Es finales de Abril, la primavera empieza a olerse en el ambiente. Junto con el otoño, es una de mis estaciones favoritas, el sol brilla más, ya no es de noche cuando salgo de casa cada mañana y las tardes empiezan a crecer. Esa invasión de luz nueva y creciente suele ser motivo para alegrar el humor y sentirse más feliz. Pero yo no lo estoy.
Cada día que pasa, el peso que llevo a mi espalda crece. Continuamos sin tener noticias de nuestro proceso y empezamos a intuir que algo va mal. Estoy nerviosa, no puedo explicarlo. Ni tan siquiera yo misma entiendo muy bien que me pasa.
Estoy distraída, sin ganas de trabajar, de comer, solo pienso en llegar a casa y encontrar reposo para mis pensamientos. Y lo encuentro. Llevaba mucho tiempo sin escribir, pero ese día necesito desahogarme. Empiezo a redactar una carta para misma, que se convierte en un análisis de cómo el proceso me ha afectado, que he aprendido de él, y cómo quiero afrontarlo.
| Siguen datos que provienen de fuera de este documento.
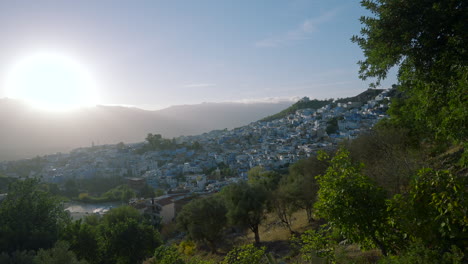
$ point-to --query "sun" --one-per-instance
(51, 81)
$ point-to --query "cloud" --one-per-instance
(272, 100)
(301, 32)
(198, 85)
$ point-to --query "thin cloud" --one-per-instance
(198, 85)
(301, 32)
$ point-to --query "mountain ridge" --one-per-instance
(28, 132)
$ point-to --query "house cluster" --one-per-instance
(225, 155)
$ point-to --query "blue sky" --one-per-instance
(154, 54)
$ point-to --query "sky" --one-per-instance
(152, 54)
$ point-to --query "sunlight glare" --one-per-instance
(51, 81)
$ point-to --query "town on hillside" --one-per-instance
(205, 163)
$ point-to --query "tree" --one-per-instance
(125, 238)
(30, 218)
(246, 205)
(59, 254)
(434, 210)
(83, 238)
(284, 205)
(300, 183)
(204, 220)
(427, 40)
(247, 254)
(352, 203)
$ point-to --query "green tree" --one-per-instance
(434, 210)
(352, 203)
(300, 183)
(204, 220)
(83, 239)
(246, 205)
(261, 176)
(427, 41)
(125, 238)
(30, 218)
(247, 254)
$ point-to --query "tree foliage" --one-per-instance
(427, 40)
(30, 217)
(247, 254)
(246, 205)
(434, 210)
(352, 203)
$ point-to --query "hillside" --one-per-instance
(27, 132)
(315, 104)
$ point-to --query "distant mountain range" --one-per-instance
(26, 132)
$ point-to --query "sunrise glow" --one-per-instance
(51, 81)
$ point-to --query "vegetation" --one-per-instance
(398, 191)
(30, 218)
(427, 41)
(301, 104)
(204, 220)
(246, 206)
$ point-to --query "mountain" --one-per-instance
(26, 132)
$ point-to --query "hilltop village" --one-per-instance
(213, 160)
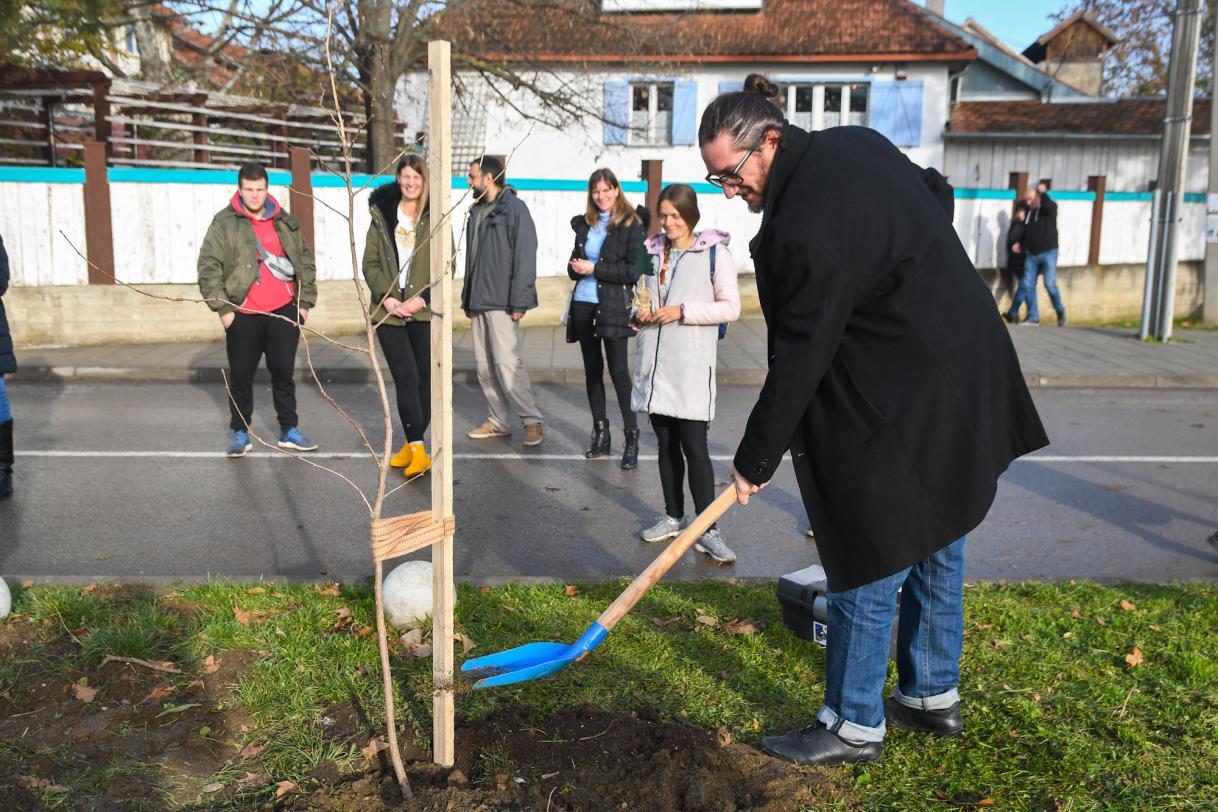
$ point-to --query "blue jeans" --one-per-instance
(929, 637)
(1044, 263)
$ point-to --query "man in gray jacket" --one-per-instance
(501, 273)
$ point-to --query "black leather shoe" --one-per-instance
(630, 451)
(946, 722)
(816, 745)
(599, 443)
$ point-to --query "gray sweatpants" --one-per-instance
(498, 354)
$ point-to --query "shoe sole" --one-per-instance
(295, 447)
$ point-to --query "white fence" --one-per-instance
(158, 227)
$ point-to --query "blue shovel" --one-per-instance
(537, 660)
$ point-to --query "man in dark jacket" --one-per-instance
(7, 365)
(501, 275)
(895, 387)
(1040, 248)
(257, 273)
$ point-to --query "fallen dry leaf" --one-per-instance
(251, 750)
(374, 746)
(158, 693)
(84, 693)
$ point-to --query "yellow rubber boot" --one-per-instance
(402, 459)
(419, 462)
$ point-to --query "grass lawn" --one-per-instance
(1077, 695)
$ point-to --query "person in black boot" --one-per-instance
(7, 365)
(604, 266)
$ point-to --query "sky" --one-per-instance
(1017, 23)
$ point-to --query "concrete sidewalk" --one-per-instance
(1051, 357)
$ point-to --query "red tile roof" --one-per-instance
(804, 31)
(1119, 117)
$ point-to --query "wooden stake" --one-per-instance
(440, 194)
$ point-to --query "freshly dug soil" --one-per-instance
(585, 760)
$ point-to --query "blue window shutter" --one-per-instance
(616, 111)
(897, 111)
(685, 113)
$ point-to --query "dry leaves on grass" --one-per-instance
(83, 692)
Esa carta se convertirá en mi felicitación para el Día de la Madre de ese año. Mi círculo de amigas se despertará un día con ella en el grupo de wasap, sé que alguna de ellas aún la conserva.
Ese día, mientras yo estoy en mi hogar, dando forma a mis pensamientos, a miles de kilómetros de distancia, en una pequeña ciudad de Etiopía, se produce un nacimiento. Un niño acaba de llegar al mundo, mi hijo.Hay quién lo llamaría casualidad, yo prefiero pensar que se trata de mi Serendipia particular. La que me cambió la vida.